Lastly, understand that your ex-partner may not be able to make a financial contribution (if he is unemployed, for example). You might well find yourself in a situation where you have to budget on only your income.
As the sole provider, you must decide early on in your pregnancy whether you will use a trusted relative, employee or day care centre to look after your child while you are working.
One option is to arrange your living arrangements so that you share the childcare burden with someone. If you do not live with your own mother, or with family members, you might look for a shared accommodation with one or more other single parents so that you can share lifts to and from daycare, cooking and cleaning and even babysitting duties.
Who will be there for the birth with you?
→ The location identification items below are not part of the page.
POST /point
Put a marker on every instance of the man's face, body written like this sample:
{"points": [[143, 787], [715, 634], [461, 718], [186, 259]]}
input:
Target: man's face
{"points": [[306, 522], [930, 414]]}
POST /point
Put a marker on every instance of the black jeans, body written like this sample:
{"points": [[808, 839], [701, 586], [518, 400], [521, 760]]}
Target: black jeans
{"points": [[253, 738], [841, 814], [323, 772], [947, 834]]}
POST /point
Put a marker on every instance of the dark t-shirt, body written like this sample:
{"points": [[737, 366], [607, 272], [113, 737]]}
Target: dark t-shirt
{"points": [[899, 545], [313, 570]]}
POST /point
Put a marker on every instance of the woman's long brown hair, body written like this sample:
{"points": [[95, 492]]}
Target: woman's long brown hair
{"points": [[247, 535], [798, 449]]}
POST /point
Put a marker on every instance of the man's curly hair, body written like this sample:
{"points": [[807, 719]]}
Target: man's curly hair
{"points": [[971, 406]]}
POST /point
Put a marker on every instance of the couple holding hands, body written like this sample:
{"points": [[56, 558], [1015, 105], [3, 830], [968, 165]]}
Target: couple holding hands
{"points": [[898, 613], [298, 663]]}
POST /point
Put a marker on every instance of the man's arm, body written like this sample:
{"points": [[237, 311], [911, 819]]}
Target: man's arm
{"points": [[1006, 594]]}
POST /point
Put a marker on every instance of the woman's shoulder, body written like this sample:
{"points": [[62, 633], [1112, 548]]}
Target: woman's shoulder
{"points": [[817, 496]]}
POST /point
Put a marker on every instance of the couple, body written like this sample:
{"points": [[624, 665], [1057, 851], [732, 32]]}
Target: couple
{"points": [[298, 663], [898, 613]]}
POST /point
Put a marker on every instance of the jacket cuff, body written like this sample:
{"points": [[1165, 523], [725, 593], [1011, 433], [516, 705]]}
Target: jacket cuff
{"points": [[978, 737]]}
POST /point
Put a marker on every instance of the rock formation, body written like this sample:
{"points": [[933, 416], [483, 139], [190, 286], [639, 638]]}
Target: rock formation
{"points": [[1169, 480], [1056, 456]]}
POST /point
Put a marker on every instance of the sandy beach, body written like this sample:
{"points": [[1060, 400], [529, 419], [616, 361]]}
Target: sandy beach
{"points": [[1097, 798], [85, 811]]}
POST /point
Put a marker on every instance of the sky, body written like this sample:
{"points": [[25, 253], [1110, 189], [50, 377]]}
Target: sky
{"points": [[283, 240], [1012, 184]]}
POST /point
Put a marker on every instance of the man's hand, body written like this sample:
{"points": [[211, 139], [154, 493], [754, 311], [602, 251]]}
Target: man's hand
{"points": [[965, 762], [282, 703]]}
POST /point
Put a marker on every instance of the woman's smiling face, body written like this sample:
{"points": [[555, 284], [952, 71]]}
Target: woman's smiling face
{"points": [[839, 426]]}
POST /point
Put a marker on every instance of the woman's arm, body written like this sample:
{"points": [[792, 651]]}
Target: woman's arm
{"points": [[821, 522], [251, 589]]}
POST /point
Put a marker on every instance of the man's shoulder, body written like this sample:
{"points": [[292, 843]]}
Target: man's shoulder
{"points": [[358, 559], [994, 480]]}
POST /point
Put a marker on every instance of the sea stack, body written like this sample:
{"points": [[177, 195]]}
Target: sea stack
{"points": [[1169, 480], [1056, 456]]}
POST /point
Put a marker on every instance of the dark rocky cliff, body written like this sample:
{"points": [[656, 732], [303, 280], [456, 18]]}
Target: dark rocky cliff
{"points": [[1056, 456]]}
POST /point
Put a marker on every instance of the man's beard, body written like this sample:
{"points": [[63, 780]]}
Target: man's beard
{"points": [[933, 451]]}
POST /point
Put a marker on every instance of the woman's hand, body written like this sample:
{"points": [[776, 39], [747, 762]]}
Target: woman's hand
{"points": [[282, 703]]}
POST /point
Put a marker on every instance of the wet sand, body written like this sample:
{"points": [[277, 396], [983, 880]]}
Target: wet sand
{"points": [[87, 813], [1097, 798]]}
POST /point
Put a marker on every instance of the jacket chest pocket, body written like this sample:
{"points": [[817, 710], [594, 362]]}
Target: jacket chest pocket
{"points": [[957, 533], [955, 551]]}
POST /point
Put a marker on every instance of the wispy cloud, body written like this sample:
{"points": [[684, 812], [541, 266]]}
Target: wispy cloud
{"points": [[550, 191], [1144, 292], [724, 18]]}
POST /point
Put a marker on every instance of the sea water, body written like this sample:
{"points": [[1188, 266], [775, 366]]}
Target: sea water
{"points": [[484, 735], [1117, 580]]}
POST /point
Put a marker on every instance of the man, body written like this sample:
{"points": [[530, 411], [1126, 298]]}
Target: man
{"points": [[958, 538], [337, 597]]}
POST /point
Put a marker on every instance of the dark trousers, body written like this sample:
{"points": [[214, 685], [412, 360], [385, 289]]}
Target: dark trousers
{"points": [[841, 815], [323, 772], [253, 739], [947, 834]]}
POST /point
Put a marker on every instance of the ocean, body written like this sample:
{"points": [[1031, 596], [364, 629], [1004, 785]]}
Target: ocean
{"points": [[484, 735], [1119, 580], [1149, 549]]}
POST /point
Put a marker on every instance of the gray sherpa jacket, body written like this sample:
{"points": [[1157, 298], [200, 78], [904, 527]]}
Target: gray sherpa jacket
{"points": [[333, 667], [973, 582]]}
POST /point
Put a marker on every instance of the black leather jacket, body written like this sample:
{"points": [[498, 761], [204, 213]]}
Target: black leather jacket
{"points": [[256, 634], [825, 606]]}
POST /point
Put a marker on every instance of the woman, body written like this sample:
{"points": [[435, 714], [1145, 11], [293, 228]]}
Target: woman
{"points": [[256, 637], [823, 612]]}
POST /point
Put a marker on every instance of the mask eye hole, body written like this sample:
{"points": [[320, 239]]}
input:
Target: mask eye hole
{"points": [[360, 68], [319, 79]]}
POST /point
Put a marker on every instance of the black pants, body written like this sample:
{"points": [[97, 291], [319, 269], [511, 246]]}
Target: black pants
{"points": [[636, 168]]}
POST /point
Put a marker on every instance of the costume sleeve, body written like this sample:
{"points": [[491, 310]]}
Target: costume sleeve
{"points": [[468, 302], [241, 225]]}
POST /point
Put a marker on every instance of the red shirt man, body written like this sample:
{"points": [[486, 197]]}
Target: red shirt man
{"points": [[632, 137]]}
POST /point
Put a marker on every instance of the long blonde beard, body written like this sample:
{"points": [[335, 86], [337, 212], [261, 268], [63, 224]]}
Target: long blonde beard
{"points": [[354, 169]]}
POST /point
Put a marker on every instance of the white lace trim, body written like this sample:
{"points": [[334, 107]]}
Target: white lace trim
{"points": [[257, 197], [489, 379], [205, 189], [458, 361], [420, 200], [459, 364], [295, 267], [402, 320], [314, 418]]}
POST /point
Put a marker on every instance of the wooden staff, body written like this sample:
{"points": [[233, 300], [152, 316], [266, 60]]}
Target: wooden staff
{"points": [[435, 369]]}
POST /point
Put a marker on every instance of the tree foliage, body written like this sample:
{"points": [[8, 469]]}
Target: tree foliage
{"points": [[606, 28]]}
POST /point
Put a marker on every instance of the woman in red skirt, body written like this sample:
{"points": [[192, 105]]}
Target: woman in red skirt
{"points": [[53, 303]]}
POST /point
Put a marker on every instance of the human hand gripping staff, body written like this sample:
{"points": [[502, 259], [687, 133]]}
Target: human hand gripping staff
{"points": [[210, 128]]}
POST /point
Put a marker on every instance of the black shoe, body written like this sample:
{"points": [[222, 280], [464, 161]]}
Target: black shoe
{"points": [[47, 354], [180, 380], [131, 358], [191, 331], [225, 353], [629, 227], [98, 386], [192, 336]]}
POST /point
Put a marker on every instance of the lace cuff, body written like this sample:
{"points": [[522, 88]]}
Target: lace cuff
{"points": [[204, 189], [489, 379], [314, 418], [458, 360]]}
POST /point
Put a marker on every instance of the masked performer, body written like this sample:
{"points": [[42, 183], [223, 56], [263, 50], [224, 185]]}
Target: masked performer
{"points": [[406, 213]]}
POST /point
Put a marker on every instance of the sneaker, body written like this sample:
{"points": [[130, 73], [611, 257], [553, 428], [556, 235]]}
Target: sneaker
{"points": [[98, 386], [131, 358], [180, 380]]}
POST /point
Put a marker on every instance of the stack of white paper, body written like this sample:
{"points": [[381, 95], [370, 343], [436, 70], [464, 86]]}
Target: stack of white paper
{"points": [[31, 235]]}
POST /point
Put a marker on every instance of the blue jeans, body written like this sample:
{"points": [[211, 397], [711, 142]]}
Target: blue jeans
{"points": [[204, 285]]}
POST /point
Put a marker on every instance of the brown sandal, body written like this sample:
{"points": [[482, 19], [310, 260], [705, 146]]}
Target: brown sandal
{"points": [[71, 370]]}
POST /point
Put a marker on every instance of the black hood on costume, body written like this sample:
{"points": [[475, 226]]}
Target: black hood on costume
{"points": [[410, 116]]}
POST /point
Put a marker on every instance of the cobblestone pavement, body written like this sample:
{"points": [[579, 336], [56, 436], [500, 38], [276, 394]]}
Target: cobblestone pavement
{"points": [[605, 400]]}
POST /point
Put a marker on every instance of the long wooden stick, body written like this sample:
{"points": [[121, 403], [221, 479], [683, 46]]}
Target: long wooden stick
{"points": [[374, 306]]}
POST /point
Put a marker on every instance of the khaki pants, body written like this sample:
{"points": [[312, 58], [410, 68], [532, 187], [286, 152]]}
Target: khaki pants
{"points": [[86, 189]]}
You don’t want to go into hospital alone – and if you live alone you need somebody to phone when labour starts.
Choose someone you trust, then sign up for antenatal classes with your chosen labour partner so that he or she will be as prepared for the job ahead as you are! Whether you chose to or not, you’ve had to put the “I” in “team” and be your own support structure during your pregnancy.
So give yourself a huge high-five (and your own foot rubs). You are pregnant, you are nurturing and growing a little baby, and you are making all the right preparations to ensure you can care for that little life. It will be hard, but you can do this, because you are amazing. Well done!